Steve Doughton: That started at the inception. Once I decided it would be a phone call, I decided the film would be entirely on her. I like the idea of the radical purity of it. Tina had the whole script memorized like a play. I think the longest take we shot was 20 minutes, and she did the whole thing beginning to end multiple times. She’s an outstanding talent. Matthew was great but he had the script in front of him. He was not on camera, so he didn't have to do that memorization. He was in another room in the house on a microphone.
I wanted to go for the static camera because it would allow us to shoot quickly and efficiently—we had little money and only five days to shoot—but it also helps give a sense of [T.C.'s] isolation. I thought, if I start moving the camera, it'll look like I'm afraid, that I have to jazz up the film. I thought, just go for it. It's a woman on the phone. That's what we're going to see. And how do we make that visually beautiful?
Tina Holmes is fantastic in this role. How did that collaboration come about?
I’ve known Tina for 20 years. We formed a little production company in the early 90s, and we did music videos for Iggy Pop, Pavement, Blonde Redhead, Aphex Twin.
I sent her the script a couple of years ago. I wrote it with her specifically in mind. We were supposed to shoot in the summer of 2010, but she had just had her second child and was afraid she wasn’t able to do it, and I said I’d being willing to postpone the filming for a year.
The film’s producers include a plethora of local talent, such as Todd Haynes, David Allen Cress, Jonathan Raymond. How did they come to be involved?
Pure nepotism. I met Jonathan Raymond [in New York]. I was at a Bruce Nauman exhibit at MOMA. I saw this group of kids, and one of them was wearing a “Portland” t-shirt. I approached them and asked if they were from Portland, Oregon or Portland, Maine. It turned out to be Jon Raymond.
A few years later, I made this film that he had heard about, and he wanted to interview me for this magazine in Seattle. So, he got my number and called me up: “My name’s Jon Raymond, I’m writing for a magazine and, by the way, were you at that Bruce Nauman exhibit?” We became friends and collaborated on a couple of scripts together. In the meantime, he and Todd [Haynes] became friends, so I got to know Todd through him. I knew David [Cress] in high school. He’d expressed interest in making a film with me.
It’s really through friendship that their involvement came about.
Why do you think creative folks flock to Portland?
You can be here and be broke. If you're going to have no money—like most young artists—this is a good place to do it. New York now is so expensive. I don't know how young artists survive there. I can't imagine. I moved to the East Village in 1983 with $600 and no job. You can't do that now. I think you can do the equivalent here in Portland.

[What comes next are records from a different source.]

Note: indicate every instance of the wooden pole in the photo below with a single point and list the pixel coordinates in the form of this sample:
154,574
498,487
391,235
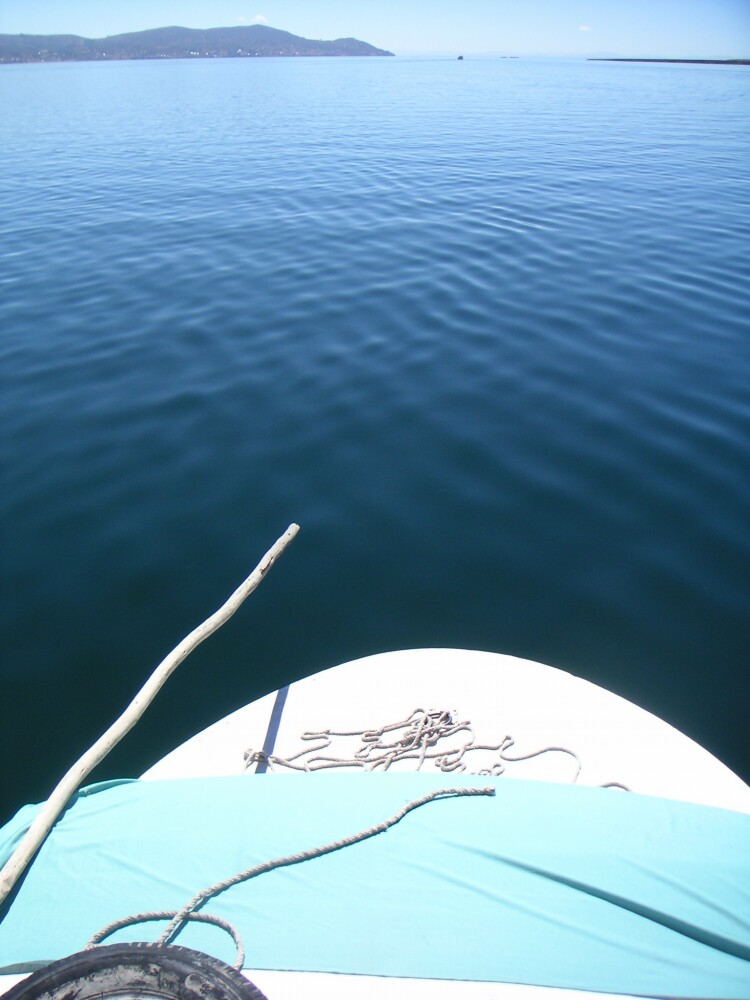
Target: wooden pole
77,774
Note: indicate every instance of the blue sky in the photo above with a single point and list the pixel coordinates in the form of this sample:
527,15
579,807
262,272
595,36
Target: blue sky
669,28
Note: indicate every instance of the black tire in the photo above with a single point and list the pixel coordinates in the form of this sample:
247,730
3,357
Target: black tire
145,971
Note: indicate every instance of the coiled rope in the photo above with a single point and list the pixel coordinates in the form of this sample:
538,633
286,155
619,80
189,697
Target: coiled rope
178,918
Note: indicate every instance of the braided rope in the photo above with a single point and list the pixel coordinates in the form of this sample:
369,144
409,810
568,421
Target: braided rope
420,737
142,918
178,918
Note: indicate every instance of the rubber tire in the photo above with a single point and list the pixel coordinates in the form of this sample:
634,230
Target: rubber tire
143,970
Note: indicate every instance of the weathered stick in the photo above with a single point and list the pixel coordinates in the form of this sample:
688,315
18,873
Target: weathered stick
75,777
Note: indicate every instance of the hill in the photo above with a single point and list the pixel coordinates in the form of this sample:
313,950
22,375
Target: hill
177,43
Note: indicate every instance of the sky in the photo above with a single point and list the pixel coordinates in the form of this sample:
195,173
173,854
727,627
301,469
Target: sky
667,28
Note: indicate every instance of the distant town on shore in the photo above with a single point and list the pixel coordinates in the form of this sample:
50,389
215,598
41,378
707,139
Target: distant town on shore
243,41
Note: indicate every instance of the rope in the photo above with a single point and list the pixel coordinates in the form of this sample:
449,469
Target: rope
420,739
178,918
142,918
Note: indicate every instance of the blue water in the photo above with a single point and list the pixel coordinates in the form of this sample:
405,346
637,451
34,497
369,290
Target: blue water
481,327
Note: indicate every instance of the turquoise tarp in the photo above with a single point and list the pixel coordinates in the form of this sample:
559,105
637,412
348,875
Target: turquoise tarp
542,884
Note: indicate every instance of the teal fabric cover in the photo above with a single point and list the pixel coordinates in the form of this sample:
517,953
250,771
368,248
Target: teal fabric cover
543,884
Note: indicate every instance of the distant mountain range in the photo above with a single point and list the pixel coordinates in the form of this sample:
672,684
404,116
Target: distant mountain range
177,43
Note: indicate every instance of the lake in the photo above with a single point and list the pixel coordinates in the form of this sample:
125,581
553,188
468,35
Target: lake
482,328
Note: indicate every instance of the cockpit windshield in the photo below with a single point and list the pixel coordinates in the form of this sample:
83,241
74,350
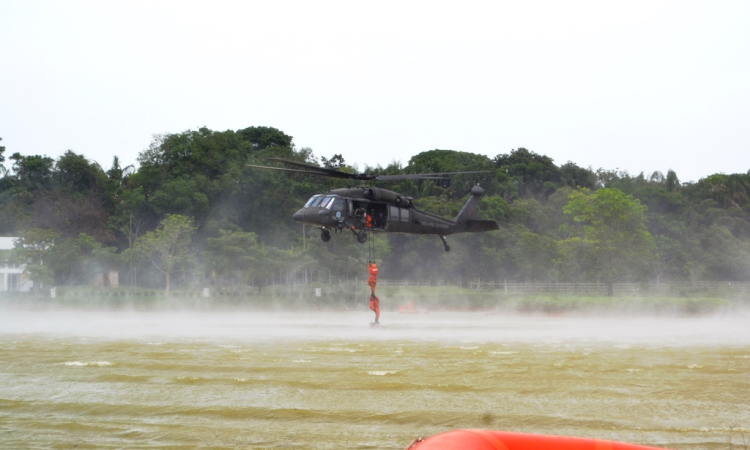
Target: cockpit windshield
313,199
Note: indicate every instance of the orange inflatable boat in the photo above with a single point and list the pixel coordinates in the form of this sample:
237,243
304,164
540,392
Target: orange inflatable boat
503,440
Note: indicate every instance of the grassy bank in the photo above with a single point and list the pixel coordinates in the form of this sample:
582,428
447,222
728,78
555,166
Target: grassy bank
430,298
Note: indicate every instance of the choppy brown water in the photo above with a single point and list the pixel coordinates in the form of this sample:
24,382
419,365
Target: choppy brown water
327,381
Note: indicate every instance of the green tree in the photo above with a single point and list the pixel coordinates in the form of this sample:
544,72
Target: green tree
168,248
34,249
614,237
527,173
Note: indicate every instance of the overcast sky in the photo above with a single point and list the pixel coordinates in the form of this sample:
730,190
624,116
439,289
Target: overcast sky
639,86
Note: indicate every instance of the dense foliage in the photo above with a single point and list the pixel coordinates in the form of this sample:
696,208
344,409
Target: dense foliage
194,214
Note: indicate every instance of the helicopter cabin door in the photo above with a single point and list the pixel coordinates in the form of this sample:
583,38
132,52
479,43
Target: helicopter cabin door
399,219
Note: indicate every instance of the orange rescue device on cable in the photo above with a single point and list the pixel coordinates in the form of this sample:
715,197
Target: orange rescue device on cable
503,440
373,280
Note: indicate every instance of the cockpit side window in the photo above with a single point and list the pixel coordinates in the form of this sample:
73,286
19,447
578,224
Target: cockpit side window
326,200
312,199
317,201
338,204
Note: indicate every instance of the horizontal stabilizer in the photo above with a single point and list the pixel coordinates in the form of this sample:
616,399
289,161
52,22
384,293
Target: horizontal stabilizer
481,225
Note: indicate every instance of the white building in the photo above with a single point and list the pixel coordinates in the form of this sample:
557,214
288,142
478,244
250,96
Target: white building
12,277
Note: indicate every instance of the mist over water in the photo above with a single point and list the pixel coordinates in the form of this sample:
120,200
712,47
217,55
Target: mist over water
320,380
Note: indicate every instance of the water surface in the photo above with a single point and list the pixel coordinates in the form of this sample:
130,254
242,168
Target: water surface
327,381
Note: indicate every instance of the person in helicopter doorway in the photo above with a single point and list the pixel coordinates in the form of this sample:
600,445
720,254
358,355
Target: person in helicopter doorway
375,306
373,280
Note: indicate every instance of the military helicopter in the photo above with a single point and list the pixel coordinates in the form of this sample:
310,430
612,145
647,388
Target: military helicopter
362,209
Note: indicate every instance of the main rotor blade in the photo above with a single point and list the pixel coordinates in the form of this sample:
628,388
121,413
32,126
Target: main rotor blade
426,176
308,172
315,170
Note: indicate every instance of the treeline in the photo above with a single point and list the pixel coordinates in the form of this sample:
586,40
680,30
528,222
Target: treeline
193,213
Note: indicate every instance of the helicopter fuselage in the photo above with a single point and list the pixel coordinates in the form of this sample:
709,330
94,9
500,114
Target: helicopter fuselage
380,210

What’s next for Buoy, and what’s next for you, Steve Doughton?
I'd love to screen it in Ashland, in New York—you know, do a tour with it. Our plans are to release the DVD on Amazon sometime soon. We'd like to do video on-demand with it.
My next plan is to adapt a short story from Jon Raymond. I've got three other scripts ready to go, and a fourth I'm working on. I've spent the past 15 years writing, stockpiling things. I've realized it's good to have a next project in the wings because if not, you can stop the momentum.